So there are a number of ways to capture and use this energy, and it is something that can have some economic benefit both in the manufacturing end of new systems as well as in the gas. Mr. Fingerhut.

Mr. FINGERHUT. Thank you, Mr. Chairman.

First of all, Mr. Wirth, as a new Member of this committee, it is my first chance to tell you how much I have admired from afar, your work in the Senate on public-private initiatives and environmental policy. And I think you have helped us get into a new age of environmental policymaking in this country which is something that we desperately need.

Mr. WIRTH. Thank you, sir. I think we share a similar educational institution as well.

Mr. FINGERHUT. That is, I hope, to your credit.

I hope that I am not going to ask you something that we have already covered. The first subject in your prepared testimony was on the issue of the scientific basis for this evidence for these conclusions.

And I am wondering what you think we need to be doing as the U.S. Government, now, in continuing to develop the scientific basis?

How much time and money ought we be spending on just determining whether there is a global climate change problem and the extent of it? Or how much should we be shifting our dollars and efforts into the resolution, the problem-solving phase?

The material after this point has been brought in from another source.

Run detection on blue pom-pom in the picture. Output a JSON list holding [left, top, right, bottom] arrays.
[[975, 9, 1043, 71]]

Mr. WIRTH. Well, we still have a good deal to learn; although, it is not a frontier science anymore. It might have been a dozen years ago, as in the discussion I just had with Congressman Roth, at which point it was something new and people didn't understand it.

Now, with new satellite technologies and the very sharp progress in atmospheric science and a major research effort in the last decade, I think our understanding of greenhouse gas concentrations has gone up very, very sharply.

What we don't know in a lot of atmospheric science is the impact of a lot of this. We know that the gases are going up; and we can extrapolate to assume that if there are more greenhouse forcing gases in the atmosphere, therefore, everything that we know would suggest that the atmosphere is going to get warmer.

That suggests the second part: What public policy initiatives do we take?